“Si alguien te da una bofetada en la mejilla derecha, preséntale también la otra.” (Mt 5,39-40). Se podría decir que esta palabra del Señor es una hipérbole oriental, un ideal inaccesible, una paradoja pedagógica. Uno podría pensar que el Evangelio no debe ser tomado literalmente. Pero esta palabra, tan penetrante como la espada, nos toca e incluso nos fascina. La mejor prueba es que nadie puede olvidarla.
San Pablo da incluso una traducción: “Vence al mal, haciendo el bien.” (Rm 12,21; 1 Ts 5,15). Entre todas las posibles respuestas a la agresión – ira, venganza, reivindicación, desolación, desprecio o simplemente indiferencia – se encuentra esta confusa respuesta que es la dulzura, la paciencia, la compasión y el perdón. Esto es lo que San Pablo llama el fruto del Espíritu. Este es el rostro concreto de la caridad (Gálatas 5:22-23; 1 Corintios 13:4-7). Esta es la respuesta de Cristo a los que lo crucifican.
No tomar represalias violentas no significa que no debamos reaccionar
Por cierto, ¿por qué la mejilla derecha? Nuestro profesor de Sagrada Escritura nos señalaba la diferencia entre la bofetada casi amistosa, la palma de la mano abierta que golpea la mejilla izquierda, y la bofetada, un golpe con el revés de la mano, un golpe oblicuo que llega a la mejilla derecha y humilla; es el gesto del desprecio y rechazo. Incluso en este caso, Jesús nos pide que no tomemos represalias violentas, que no huyamos tampoco, sino que permanezcamos allí, vulnerables. Esta es la única manera de romper la fatalidad de la violencia.
No se debe decir con demasiada precipitación que esto es imposible. El pastor Wilkerson, escritor evangélico cristiano y estadounidense, contó en su libro “La cruz y el puñal” cómo la Providencia lo había conducido al mundo de los jóvenes delincuentes en Nueva York. El líder de la pandilla, agobiado por sus sermones y su creciente influencia entre sus amigos, había amenazado con cortarlo en pedazos. El párroco respondió: “Puedes hacerlo, pero debes saber que cada pieza seguirá diciendo ‘Te quiero”. Todavía podríamos tener muchos mártires que ofrecen sus vidas por sus verdugos. Pero estos gigantes del amor no deben hacernos olvidar a todos aquellos que en la vida cotidiana ponen paz donde hay guerra, ternura donde hay crueldad. ¿Acaso es una locura? ¿Heroísmo? ¿O la audacia de amar como Jesús: incondicionalmente?
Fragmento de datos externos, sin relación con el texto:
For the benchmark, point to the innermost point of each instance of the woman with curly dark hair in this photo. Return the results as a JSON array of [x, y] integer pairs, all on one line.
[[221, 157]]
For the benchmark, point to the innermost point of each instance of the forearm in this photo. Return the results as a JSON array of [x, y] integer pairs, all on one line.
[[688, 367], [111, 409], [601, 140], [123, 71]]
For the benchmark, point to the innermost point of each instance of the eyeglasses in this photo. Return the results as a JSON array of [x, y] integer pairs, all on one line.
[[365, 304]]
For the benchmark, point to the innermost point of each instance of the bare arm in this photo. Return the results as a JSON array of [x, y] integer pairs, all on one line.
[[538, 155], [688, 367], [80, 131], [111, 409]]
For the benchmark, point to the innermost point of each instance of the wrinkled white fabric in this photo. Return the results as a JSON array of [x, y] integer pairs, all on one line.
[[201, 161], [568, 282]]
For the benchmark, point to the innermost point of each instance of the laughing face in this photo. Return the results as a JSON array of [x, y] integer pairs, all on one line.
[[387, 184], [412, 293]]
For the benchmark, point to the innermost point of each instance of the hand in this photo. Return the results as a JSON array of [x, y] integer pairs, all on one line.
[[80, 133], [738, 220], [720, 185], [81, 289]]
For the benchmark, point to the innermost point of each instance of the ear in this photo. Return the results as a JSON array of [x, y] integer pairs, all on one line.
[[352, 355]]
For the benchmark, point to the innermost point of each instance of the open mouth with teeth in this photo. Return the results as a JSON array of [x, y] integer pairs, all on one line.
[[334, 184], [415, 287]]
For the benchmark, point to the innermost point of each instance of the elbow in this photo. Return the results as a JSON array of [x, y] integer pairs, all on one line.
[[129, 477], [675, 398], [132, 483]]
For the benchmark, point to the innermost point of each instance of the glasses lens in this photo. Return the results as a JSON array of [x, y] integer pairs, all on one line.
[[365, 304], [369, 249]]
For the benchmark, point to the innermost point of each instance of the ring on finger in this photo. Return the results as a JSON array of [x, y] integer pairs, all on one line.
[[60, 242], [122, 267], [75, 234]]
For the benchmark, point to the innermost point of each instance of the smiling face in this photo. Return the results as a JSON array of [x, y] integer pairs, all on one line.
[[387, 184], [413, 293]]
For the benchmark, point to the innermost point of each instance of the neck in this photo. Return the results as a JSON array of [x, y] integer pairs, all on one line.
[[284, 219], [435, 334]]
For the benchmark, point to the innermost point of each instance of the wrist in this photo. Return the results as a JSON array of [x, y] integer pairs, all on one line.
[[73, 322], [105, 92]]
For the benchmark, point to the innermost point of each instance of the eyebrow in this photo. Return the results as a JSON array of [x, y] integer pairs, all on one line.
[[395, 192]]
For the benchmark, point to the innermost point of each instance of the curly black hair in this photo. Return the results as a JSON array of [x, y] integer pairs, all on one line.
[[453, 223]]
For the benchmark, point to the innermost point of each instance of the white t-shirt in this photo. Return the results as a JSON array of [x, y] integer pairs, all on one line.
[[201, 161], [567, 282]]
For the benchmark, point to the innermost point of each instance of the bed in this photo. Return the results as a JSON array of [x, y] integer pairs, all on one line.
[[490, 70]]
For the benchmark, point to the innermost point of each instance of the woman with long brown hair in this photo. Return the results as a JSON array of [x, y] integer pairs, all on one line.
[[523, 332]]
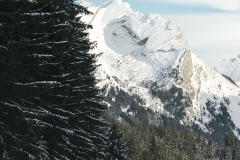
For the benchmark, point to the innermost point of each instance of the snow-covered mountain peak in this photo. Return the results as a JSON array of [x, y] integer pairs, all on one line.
[[147, 58], [108, 3], [86, 4], [229, 67]]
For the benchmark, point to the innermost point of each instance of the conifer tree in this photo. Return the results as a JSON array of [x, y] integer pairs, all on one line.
[[116, 143], [49, 98]]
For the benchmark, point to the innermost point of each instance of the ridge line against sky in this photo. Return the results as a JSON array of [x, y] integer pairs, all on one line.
[[210, 26]]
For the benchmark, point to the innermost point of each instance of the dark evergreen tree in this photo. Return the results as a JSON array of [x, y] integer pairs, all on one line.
[[48, 99], [117, 144]]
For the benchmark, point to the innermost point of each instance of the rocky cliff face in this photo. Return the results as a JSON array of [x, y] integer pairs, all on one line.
[[149, 74]]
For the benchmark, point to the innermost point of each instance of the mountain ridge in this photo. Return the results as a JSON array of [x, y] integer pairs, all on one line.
[[152, 67]]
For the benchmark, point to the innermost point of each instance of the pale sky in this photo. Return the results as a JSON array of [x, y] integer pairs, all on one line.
[[212, 27]]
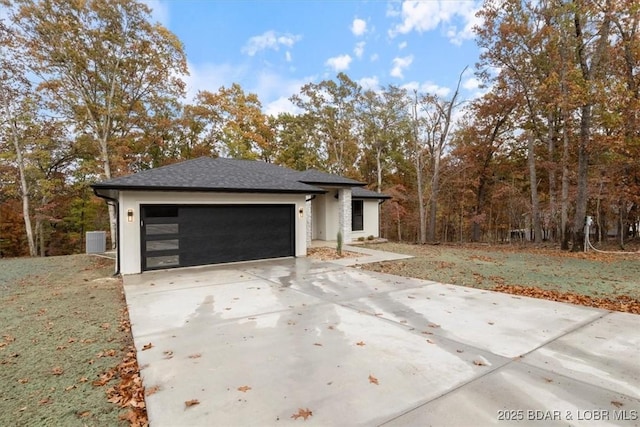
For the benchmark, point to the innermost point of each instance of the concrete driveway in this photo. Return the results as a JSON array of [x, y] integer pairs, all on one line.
[[261, 343]]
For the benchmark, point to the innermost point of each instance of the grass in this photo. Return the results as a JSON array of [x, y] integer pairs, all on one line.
[[591, 274], [64, 329], [63, 325]]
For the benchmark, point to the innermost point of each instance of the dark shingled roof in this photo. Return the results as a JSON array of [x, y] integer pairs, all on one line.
[[224, 175], [363, 193]]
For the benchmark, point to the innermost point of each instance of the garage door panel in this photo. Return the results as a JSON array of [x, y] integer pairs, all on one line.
[[223, 233]]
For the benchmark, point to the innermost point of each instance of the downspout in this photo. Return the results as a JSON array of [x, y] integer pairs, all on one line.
[[116, 203]]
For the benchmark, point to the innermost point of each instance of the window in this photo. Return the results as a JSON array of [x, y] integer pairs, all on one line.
[[357, 215]]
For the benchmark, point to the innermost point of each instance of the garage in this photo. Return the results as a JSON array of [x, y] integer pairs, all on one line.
[[215, 210], [189, 235]]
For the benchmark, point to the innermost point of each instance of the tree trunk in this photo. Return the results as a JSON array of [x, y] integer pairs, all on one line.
[[435, 189], [553, 186], [24, 192], [418, 164], [379, 168], [106, 165], [535, 204], [582, 178], [423, 228]]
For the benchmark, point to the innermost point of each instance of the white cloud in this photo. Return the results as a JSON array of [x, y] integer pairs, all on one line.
[[339, 63], [399, 65], [280, 105], [427, 87], [274, 91], [358, 27], [370, 83], [358, 51], [423, 16], [159, 11], [269, 40]]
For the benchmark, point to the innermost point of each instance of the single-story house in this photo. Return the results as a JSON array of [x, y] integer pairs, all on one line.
[[216, 210]]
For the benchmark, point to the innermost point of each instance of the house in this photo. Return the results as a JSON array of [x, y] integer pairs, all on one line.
[[216, 210]]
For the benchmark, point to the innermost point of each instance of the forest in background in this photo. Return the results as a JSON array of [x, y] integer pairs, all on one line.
[[94, 89]]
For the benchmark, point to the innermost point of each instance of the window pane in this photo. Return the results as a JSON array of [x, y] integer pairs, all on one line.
[[160, 211], [162, 245], [163, 261], [357, 215], [156, 229]]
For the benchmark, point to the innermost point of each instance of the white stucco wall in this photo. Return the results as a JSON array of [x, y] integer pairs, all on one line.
[[371, 218], [326, 216], [130, 253]]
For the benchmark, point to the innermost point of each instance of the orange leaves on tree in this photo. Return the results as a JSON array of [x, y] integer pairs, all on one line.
[[192, 402], [303, 413]]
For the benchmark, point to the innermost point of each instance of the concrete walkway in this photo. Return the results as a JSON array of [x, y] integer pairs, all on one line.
[[260, 343]]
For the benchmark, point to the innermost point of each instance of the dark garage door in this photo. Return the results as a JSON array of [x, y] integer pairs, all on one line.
[[188, 235]]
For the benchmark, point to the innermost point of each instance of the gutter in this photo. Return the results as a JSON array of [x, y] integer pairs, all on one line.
[[116, 203]]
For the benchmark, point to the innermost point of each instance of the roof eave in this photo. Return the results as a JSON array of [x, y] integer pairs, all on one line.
[[334, 184], [100, 189]]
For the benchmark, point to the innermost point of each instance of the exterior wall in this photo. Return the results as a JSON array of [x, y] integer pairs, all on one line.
[[370, 221], [309, 215], [130, 250], [327, 215], [319, 224]]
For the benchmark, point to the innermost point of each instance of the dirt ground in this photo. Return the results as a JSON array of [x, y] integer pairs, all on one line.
[[534, 271], [63, 333]]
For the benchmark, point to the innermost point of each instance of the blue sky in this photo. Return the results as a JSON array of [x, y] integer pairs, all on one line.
[[272, 47]]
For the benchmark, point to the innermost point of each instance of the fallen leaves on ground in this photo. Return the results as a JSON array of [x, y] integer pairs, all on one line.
[[326, 254], [302, 413], [129, 392], [620, 303], [149, 391]]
Esto no significa que no debamos reaccionar nunca, o que debamos aceptarlo todo. Cuando uno está solo, puede renunciar a hacer valer su derecho: “Al que quiere hacerte un juicio para quitarte la túnica, déjale también el manto” (Mt 5,40). Pero cuando está en juego el bien particular de una persona o el bien común de una sociedad, la caridad exige que se respeten y se aplique la justicia. Los bienes, la salud, el honor, y más aún la vida (física y espiritual) de nuestros hermanos y hermanas, no pueden ser abandonados al poder de los malvados. Por caridad hacia nuestros propios enemigos, a veces tendremos que enfrentarnos a ellos. Puede ser un debate que nos lleva a la acción judicial, o incluso la autodefensa o la guerra, cuando desgraciadamente son necesarias. En todas estas situaciones extremas, se identifica al discípulo de Cristo por dos cosas: no mantiene el odio y solo utiliza la fuerza si todos los demás medios han fracasado.